The fullest test: the **actual `claude` and `codex` CLIs** drive the **real worker daemon** inside a
Linux container, with a real GitHub token (and optional WebIQ key) mounted. See
[`docker/README.md`](./docker/README.md) — built/run via `e2e/docker/Dockerfile.cli` + `cli-e2e.sh`,
not part of `npm test`. It writes a markdown report after each run. Checks:

| Scenario | Path | Passes when |
|----------|------|-------------|
| `codex exec` | `/openai/responses` | the model returns `CODEX_OK` |
| `claude -p` | `/anthropic/v1/messages` | the model returns `CLAUDE_OK` |
| `claude` web search | gateway `web_search` loop → WebIQ | a grounded answer (a Rust `1.x` version), no error |
| codex multi-line | `/openai/responses` | two-line reply preserved (`LINE_ONE`/`LINE_TWO`) |
| claude constrained | `/anthropic/v1/messages` | `6*7` → `42` |
| `[1m]` model id | resolveModel strip | `gpt-4o[1m]` still answers `ONEM_OK` |
| model discovery | `/anthropic/v1/models` | picker gets dashed `claude-opus-4-8[1m]`, no dotted ids leak |
| canonical opus | `/anthropic/v1/messages` | `claude-opus-4-8[1m]` resolves to Copilot opus + answers `OPUS_OK` |
| setup default model | `claudeCopilotReverseEnv` | the default ANTHROPIC_MODEL is dashed `claude-opus-4-8[1m]` + answers `DEFAULT_OK` |

## HTTP edge-case Docker e2e (hermetic — no real Copilot)

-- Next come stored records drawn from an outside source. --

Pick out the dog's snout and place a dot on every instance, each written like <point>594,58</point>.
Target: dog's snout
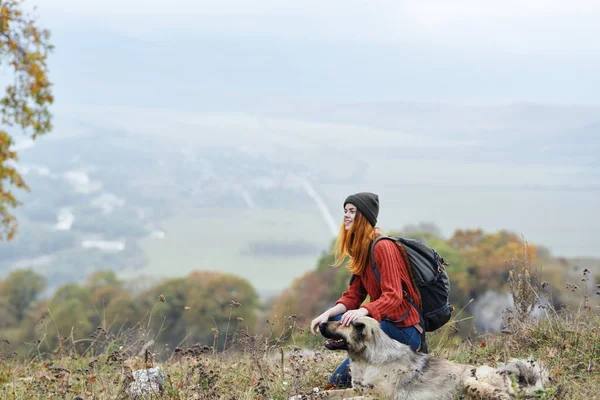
<point>322,326</point>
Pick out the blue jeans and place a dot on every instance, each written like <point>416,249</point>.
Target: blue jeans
<point>409,336</point>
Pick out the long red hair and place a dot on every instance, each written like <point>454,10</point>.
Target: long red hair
<point>355,243</point>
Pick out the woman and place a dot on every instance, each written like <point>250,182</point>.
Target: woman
<point>387,305</point>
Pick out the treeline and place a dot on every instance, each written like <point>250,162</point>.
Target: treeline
<point>211,308</point>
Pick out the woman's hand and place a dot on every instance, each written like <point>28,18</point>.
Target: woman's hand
<point>351,315</point>
<point>321,318</point>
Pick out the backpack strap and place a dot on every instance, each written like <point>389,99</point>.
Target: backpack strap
<point>424,347</point>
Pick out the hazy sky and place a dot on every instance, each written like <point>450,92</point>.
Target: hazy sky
<point>469,51</point>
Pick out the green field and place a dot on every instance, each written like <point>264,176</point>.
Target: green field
<point>219,239</point>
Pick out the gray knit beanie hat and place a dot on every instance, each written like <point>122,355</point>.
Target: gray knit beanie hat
<point>367,203</point>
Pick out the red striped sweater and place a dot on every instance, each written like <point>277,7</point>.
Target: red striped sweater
<point>386,300</point>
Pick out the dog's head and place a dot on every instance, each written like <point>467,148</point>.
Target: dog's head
<point>352,338</point>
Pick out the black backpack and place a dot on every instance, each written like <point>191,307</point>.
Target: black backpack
<point>431,281</point>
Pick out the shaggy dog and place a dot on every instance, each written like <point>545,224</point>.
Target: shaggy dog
<point>387,369</point>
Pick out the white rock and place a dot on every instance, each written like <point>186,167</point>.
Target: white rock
<point>147,383</point>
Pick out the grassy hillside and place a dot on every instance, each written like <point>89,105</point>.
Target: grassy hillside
<point>566,341</point>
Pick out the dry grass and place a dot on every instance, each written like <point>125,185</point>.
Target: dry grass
<point>566,341</point>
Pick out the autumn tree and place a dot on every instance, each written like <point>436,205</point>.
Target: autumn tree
<point>20,290</point>
<point>24,48</point>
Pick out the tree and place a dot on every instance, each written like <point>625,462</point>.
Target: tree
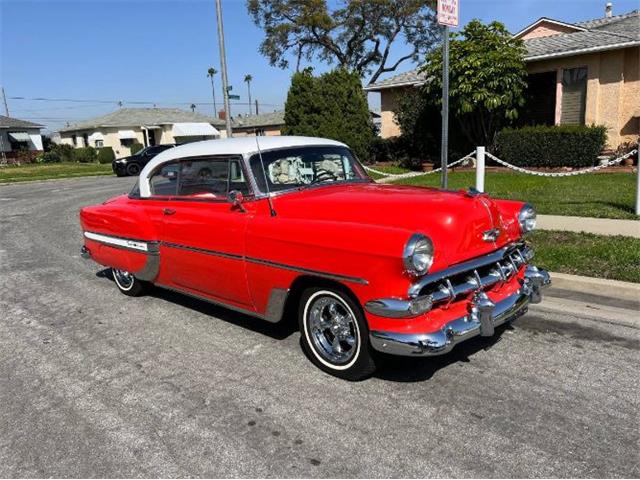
<point>210,73</point>
<point>358,35</point>
<point>486,79</point>
<point>332,105</point>
<point>249,79</point>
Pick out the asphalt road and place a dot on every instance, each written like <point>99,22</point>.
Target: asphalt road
<point>96,384</point>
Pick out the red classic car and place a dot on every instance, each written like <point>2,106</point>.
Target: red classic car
<point>294,224</point>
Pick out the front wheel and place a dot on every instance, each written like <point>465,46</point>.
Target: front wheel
<point>335,334</point>
<point>128,284</point>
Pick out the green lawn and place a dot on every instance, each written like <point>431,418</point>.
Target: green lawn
<point>604,195</point>
<point>616,258</point>
<point>25,173</point>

Boots the **real** worker (:7891) + supervisor (:7890) and drives them over HTTP on a dummy token, so
error paths, supervision lifecycle, and the crash-guard regression run without a real token or quota.
`e2e/docker/Dockerfile.http` + `http-e2e.mjs`; runs on every CI push. Checks: malformed JSON→400,
>20mb→413, unknown route→404, models/healthz/count_tokens shapes, status/doctor/requests/dashboard,
restart recovery, dead-socket broadcast churn survival, and a deterministic `EventBus` isolation guard
that **fails on a reverted PR #8** (throwing subscriber must not escape `emit`). It also checks model
discovery: `/anthropic/v1/models` advertises Claude families as dashed canonical ids + display + a
`[1m]` badge (`claude-opus-4-8[1m]`) and never leaks Copilot's dotted ids — so Claude Code's native
picker lights up. Real round-trips run only when a real token is mounted.

This black-box path caught two bugs nothing else did: a Codex tool-translation `400` (a `custom`/
`tool_search` tool forwarded nameless → Copilot rejects → "stream closed before response.completed"),
and empty terminal Responses events (`output_*.done` carried no text → Codex rendered nothing).